A foto acima é da UPA do Bairro Vinhais e o flagrante abaixo foi feito quando os elementos deixavam a unidade de saúde com os agentes e foram conduzidos em um veículo particular
Tenho afirmado que prioridades para pessoas idosas fazem parte apenas de discursos recheados de hipocrisia e no papel, no caso o Estatuto do Idoso. Neste domingo tive oportunidade de ver de perto mais um acentuado desrespeito. O fato correu na UPA do Bairro do Vinhais, que contava com um considerável número de pessoas em busca de atendimento médico, dentre elas estavam seis com tarjas amarelas coladas com destaques em suas roupas, que indicavam atendimento prioritário com risco de vida, sendo que duas delas em cadeiras de rodas e visivelmente abatidas, o que inclusive mereceria um atendimento de urgência.
Inesperadamente adentram ao recinto dois homens de roupas escuras com aspecto de policiais, conduzindo dois rapazes algemados, o que ocasionou uma enorme apreensão nas pessoas que estavam aguardando atendimentos, sendo algumas senhoras com crianças de colo, tendo duas delas se retirado do recinto com receios de atos de violência até mesmo no caso de rebeldia de um dos presos.

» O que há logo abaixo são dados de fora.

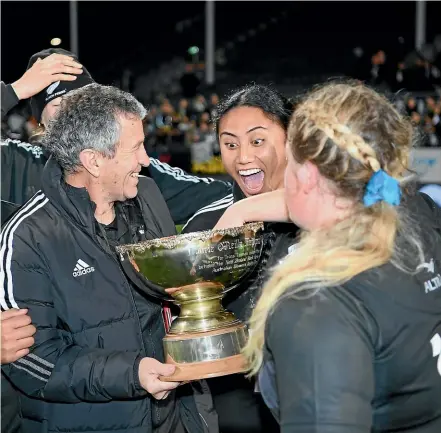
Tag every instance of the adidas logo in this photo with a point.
(82, 268)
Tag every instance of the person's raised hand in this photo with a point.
(56, 67)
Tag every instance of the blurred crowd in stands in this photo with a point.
(179, 128)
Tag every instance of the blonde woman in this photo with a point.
(346, 336)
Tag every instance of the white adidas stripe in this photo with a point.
(178, 173)
(82, 264)
(30, 372)
(211, 208)
(226, 199)
(7, 236)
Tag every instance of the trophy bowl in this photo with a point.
(194, 271)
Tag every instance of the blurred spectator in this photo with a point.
(189, 82)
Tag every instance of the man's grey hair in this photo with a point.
(89, 119)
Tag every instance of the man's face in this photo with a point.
(253, 149)
(118, 176)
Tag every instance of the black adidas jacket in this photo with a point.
(364, 357)
(22, 166)
(239, 408)
(81, 374)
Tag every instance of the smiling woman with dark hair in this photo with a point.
(251, 126)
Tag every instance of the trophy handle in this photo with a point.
(143, 284)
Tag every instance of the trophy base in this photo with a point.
(206, 354)
(206, 369)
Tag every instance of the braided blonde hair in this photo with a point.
(349, 132)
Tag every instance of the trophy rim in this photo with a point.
(171, 242)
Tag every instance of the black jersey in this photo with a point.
(365, 357)
(240, 409)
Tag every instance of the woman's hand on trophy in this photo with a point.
(269, 206)
(150, 370)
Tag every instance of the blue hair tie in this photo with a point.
(382, 187)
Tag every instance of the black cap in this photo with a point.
(59, 88)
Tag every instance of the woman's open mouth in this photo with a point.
(252, 179)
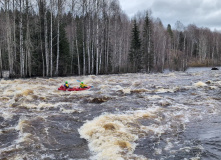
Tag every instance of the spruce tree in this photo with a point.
(135, 51)
(148, 50)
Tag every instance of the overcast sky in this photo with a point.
(202, 13)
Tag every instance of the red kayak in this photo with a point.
(73, 89)
(78, 88)
(62, 88)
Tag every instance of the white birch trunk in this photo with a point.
(51, 39)
(97, 41)
(46, 40)
(58, 36)
(22, 57)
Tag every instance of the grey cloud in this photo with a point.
(203, 13)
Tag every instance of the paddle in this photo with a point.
(90, 86)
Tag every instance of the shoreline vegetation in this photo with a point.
(61, 38)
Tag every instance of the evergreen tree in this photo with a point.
(148, 44)
(135, 48)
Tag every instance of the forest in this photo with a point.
(50, 38)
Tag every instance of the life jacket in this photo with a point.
(83, 85)
(66, 85)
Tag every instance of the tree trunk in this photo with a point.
(46, 39)
(58, 36)
(22, 57)
(51, 39)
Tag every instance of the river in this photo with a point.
(164, 116)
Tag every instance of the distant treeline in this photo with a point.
(80, 37)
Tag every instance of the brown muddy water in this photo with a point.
(168, 116)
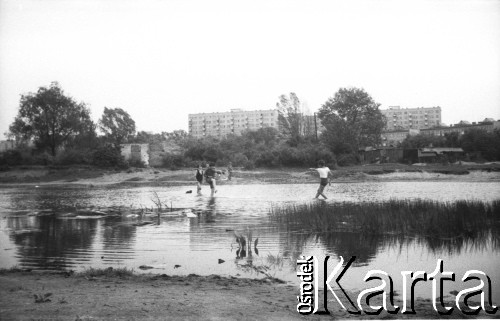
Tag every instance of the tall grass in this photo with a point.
(403, 217)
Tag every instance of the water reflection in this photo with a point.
(46, 242)
(36, 232)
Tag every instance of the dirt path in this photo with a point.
(161, 297)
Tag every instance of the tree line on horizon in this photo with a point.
(63, 133)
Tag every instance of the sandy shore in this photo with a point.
(190, 297)
(162, 297)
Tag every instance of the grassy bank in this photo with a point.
(404, 217)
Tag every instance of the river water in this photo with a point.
(39, 230)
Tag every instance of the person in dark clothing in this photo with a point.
(210, 175)
(229, 171)
(199, 177)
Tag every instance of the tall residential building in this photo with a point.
(234, 122)
(412, 118)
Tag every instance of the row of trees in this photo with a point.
(57, 124)
(61, 127)
(481, 144)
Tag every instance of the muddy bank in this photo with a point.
(88, 177)
(24, 296)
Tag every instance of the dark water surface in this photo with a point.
(45, 228)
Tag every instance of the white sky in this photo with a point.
(161, 60)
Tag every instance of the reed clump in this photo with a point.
(406, 217)
(108, 272)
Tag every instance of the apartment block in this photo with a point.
(233, 122)
(412, 118)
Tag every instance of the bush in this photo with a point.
(173, 161)
(268, 158)
(108, 156)
(347, 160)
(136, 163)
(11, 158)
(73, 156)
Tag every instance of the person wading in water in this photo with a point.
(324, 177)
(199, 177)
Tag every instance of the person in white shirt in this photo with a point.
(324, 175)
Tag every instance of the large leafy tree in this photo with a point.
(50, 118)
(352, 119)
(117, 125)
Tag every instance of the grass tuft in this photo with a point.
(402, 217)
(108, 272)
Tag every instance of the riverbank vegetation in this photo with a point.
(403, 217)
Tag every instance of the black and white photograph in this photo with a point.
(249, 160)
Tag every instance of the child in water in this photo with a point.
(210, 175)
(199, 177)
(324, 173)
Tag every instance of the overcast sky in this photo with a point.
(161, 60)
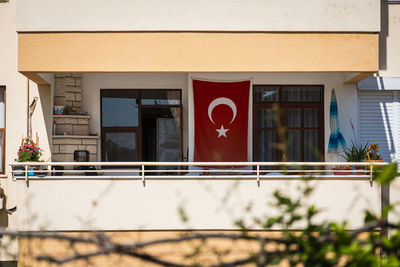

Não sei se por determinação da direção da UPA ou atendimento padrão para delinquentes oriundos da FUNAC do Bairro Vinhais, os dois rapazes foram imediatamente introduzidos na sala de avaliação com os agentes e depois da triagem conduzidos aos consultórios médicos e assim usurparam o direito de atendimento preferencial de pessoas idosas.
A indignação foi muito grande e algumas pessoas se retiraram do local temendo que um dos elementos viesse a criar problemas e viesse a ser registrado tumulto de maiores proporções. Outras pessoas temiam que surgissem bandidos para resgatar os dois presos e com certeza, muita gente inocente poderia ser morta.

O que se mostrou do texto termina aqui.